Online learning platform Udacity is doubling down on its mission to offer courses in transformative technologies to plug current and anticipated employment gaps.

The latest program to emerge from Udacity’s education vaults is the blockchain developer nanodegree, aimed at developers already proficient in JavaScript and object-oriented programming. The program promises to teach the fundamentals of building a blockchain that manages and stores data and to enable developers to build their own supply chain web app based on blockchain technology.
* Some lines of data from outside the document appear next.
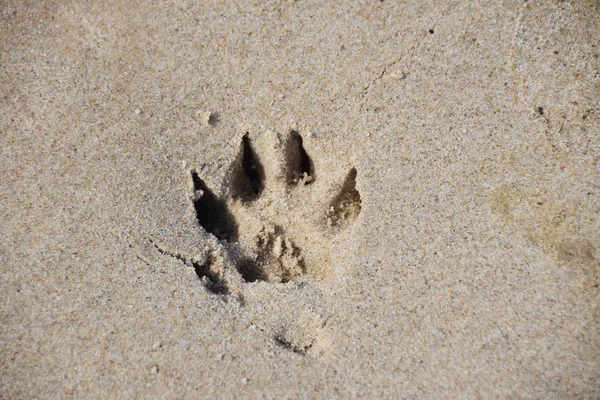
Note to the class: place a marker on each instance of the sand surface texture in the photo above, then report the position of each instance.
(299, 200)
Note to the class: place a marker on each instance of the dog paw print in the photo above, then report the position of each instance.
(276, 213)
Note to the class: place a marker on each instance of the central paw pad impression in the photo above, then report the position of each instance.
(278, 217)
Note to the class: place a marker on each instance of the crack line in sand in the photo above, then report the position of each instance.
(387, 67)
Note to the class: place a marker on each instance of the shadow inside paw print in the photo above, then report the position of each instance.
(274, 212)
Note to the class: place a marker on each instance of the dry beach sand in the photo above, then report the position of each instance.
(299, 200)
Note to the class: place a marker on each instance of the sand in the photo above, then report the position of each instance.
(299, 200)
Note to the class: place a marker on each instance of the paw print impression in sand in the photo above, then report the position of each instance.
(276, 214)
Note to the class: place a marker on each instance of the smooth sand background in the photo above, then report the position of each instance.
(471, 271)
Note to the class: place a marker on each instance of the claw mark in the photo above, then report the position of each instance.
(212, 213)
(247, 173)
(299, 165)
(211, 279)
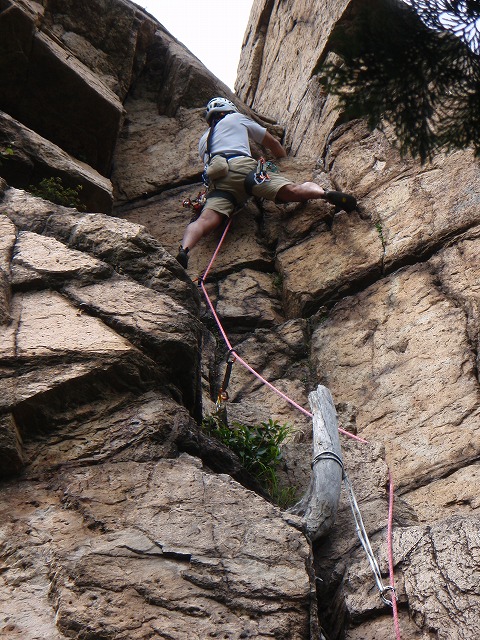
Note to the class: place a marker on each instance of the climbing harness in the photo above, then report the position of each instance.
(196, 204)
(360, 528)
(259, 175)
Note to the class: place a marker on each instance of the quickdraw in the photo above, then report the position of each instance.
(223, 393)
(196, 204)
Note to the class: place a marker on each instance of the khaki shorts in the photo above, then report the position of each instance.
(234, 183)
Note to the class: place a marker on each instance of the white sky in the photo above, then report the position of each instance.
(212, 30)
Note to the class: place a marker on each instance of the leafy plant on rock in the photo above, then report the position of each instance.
(52, 189)
(259, 449)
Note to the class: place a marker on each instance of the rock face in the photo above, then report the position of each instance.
(120, 518)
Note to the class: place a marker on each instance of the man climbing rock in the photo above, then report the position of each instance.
(233, 175)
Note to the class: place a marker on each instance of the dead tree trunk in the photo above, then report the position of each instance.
(319, 505)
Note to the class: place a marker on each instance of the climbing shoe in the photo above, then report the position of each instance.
(341, 201)
(182, 257)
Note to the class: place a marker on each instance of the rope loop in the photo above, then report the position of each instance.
(328, 455)
(388, 601)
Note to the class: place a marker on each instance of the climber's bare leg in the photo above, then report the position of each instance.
(300, 192)
(203, 225)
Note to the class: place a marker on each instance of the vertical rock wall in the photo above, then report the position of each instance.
(120, 518)
(391, 298)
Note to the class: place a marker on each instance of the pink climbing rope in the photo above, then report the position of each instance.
(390, 557)
(237, 356)
(309, 414)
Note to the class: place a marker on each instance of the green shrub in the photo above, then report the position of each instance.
(52, 189)
(258, 448)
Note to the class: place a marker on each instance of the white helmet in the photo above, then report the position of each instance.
(219, 105)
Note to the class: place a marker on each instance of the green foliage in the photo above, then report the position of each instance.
(258, 448)
(52, 189)
(398, 67)
(277, 280)
(379, 229)
(6, 153)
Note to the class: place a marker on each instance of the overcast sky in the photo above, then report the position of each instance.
(212, 30)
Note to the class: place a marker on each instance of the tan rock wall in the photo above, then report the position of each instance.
(109, 355)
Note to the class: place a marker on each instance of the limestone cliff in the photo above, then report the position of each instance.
(120, 518)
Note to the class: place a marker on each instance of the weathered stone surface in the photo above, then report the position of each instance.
(11, 455)
(35, 158)
(152, 321)
(416, 208)
(276, 69)
(440, 578)
(144, 137)
(250, 298)
(110, 38)
(117, 545)
(43, 261)
(325, 265)
(456, 494)
(107, 533)
(390, 351)
(50, 343)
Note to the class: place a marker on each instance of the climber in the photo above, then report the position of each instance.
(233, 175)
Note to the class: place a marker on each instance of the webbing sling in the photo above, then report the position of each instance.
(219, 193)
(250, 182)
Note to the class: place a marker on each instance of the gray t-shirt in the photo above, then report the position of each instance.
(231, 136)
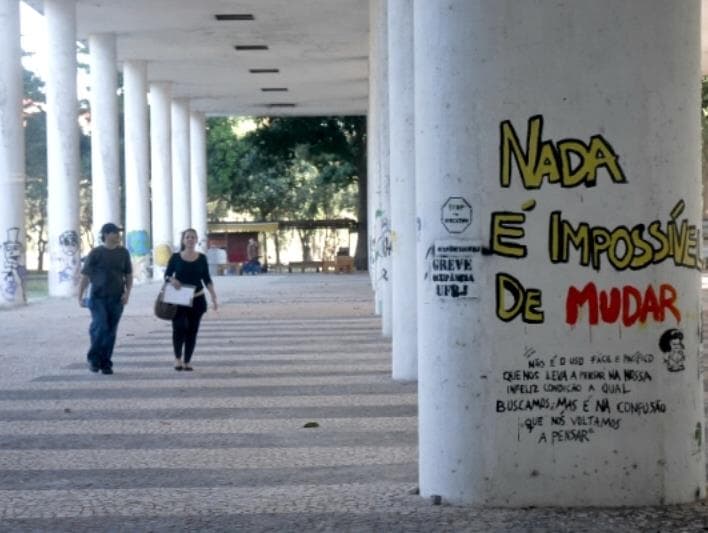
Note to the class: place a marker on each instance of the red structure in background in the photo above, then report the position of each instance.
(234, 244)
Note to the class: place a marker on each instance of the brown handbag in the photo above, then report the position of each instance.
(164, 310)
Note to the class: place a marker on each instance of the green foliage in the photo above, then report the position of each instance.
(36, 168)
(291, 168)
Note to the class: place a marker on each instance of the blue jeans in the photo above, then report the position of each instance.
(105, 315)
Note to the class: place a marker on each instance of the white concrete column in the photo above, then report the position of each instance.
(62, 149)
(181, 186)
(402, 179)
(378, 109)
(161, 175)
(105, 167)
(12, 160)
(137, 167)
(559, 196)
(198, 173)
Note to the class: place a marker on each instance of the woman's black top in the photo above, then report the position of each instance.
(189, 272)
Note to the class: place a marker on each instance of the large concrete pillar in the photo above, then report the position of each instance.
(137, 167)
(378, 109)
(161, 175)
(62, 149)
(198, 173)
(105, 168)
(181, 185)
(402, 179)
(12, 160)
(559, 199)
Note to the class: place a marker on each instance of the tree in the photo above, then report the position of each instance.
(36, 168)
(293, 168)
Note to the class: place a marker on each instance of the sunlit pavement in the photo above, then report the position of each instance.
(290, 422)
Tech talent marketplace Toptal recently claimed that it had seen demand for blockchain engineers increase by 700 percent since January 2017. And there are 14 positions available for each blockchain engineer, according to Katheryn Griffith Hill, lead recruiter at Blockchain Developers. It’s against this backdrop that Udacity is launching its blockchain program, with interested students able to apply online from today here ahead of the inaugural kickoff on July 10.
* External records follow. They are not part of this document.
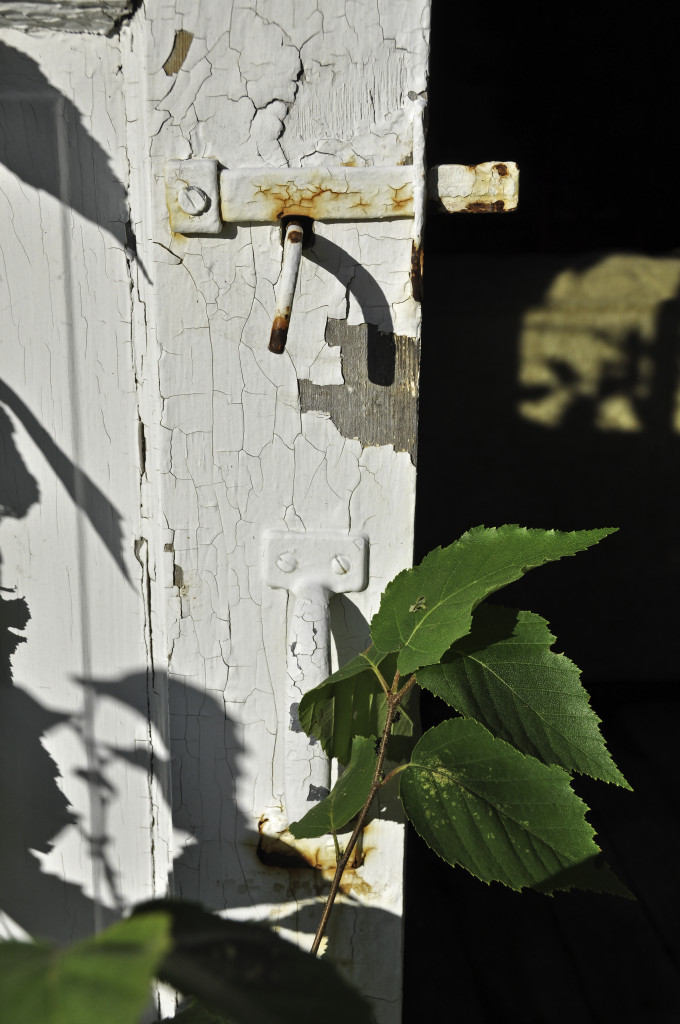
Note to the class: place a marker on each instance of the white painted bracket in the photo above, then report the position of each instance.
(311, 566)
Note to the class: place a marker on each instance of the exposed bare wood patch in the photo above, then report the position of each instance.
(378, 403)
(178, 52)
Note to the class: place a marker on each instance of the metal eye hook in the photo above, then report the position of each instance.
(286, 287)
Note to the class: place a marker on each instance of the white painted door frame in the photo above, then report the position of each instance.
(172, 439)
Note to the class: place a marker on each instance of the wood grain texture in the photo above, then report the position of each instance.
(231, 451)
(378, 402)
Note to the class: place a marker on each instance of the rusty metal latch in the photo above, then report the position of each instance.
(311, 566)
(202, 197)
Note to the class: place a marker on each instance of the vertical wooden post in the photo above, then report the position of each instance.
(241, 440)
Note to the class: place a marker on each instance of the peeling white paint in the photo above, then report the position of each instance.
(271, 85)
(162, 390)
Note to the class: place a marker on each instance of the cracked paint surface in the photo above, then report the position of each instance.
(229, 452)
(94, 833)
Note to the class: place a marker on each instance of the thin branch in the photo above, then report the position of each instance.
(394, 771)
(392, 704)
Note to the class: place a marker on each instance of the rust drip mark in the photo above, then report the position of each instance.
(401, 201)
(284, 851)
(480, 207)
(178, 52)
(279, 335)
(417, 271)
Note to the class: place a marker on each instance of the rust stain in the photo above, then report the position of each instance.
(480, 207)
(284, 851)
(343, 194)
(178, 52)
(279, 335)
(400, 201)
(417, 271)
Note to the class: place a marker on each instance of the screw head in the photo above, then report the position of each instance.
(193, 200)
(340, 564)
(287, 562)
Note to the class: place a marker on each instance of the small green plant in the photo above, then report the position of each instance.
(489, 790)
(234, 972)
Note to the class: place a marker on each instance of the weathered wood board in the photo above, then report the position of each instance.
(240, 440)
(78, 788)
(166, 440)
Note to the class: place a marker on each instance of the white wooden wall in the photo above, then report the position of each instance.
(153, 639)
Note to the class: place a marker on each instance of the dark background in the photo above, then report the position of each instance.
(587, 107)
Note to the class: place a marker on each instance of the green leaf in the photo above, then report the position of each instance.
(425, 609)
(249, 974)
(504, 675)
(196, 1013)
(350, 702)
(503, 816)
(103, 980)
(347, 797)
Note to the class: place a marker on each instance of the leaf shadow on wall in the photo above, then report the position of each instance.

The blockchain nanodegree constitutes two three-month terms, each priced at $999, with the first term focusing on “fundamentals” and the second on “architecture and applications.”

Above: Udacity blockchain Project – Notarization API

Additionally, those who enroll will have access to “experts in residence,” including CTOs and developers from blockchain-focused companies such as Decent, MadHive, and Factom.

Udacity has launched a range of programs that focus on the hottest technology trends in recent times. Earlier this year, it launched a new cybersecurity nanodegree program, which should go some way toward helping to staff an industry that’s estimated to be short by nearly 2 million employees over the next few years.

Elsewhere, Udacity launched its new School of AI — featuring 4 nanodegrees and a 3D simulator. The company has also built a flying car nanodegree program and another focused on budding virtual reality (VR) developers.

“When it comes to thinking about opportunity in the world of blockchain, there are many ways to approach the subject,” said Udacity’s director of learning products, Roshni Jain. “Udacity is a company committed to connecting learning to jobs, so we think first and foremost about employment opportunities.”

Founded in 2011, Udacity is one of a number of massive open online course (MOOC) platforms, alongside the likes of Udemy and Coursera. Founder and president Sebastian Thrun previously headed up Google X, Google’s “moonshot” program that included Google Glass, Project Loon, and a self-driving car program that eventually morphed into Waymo. The company has raised around $160 million in external funding to date.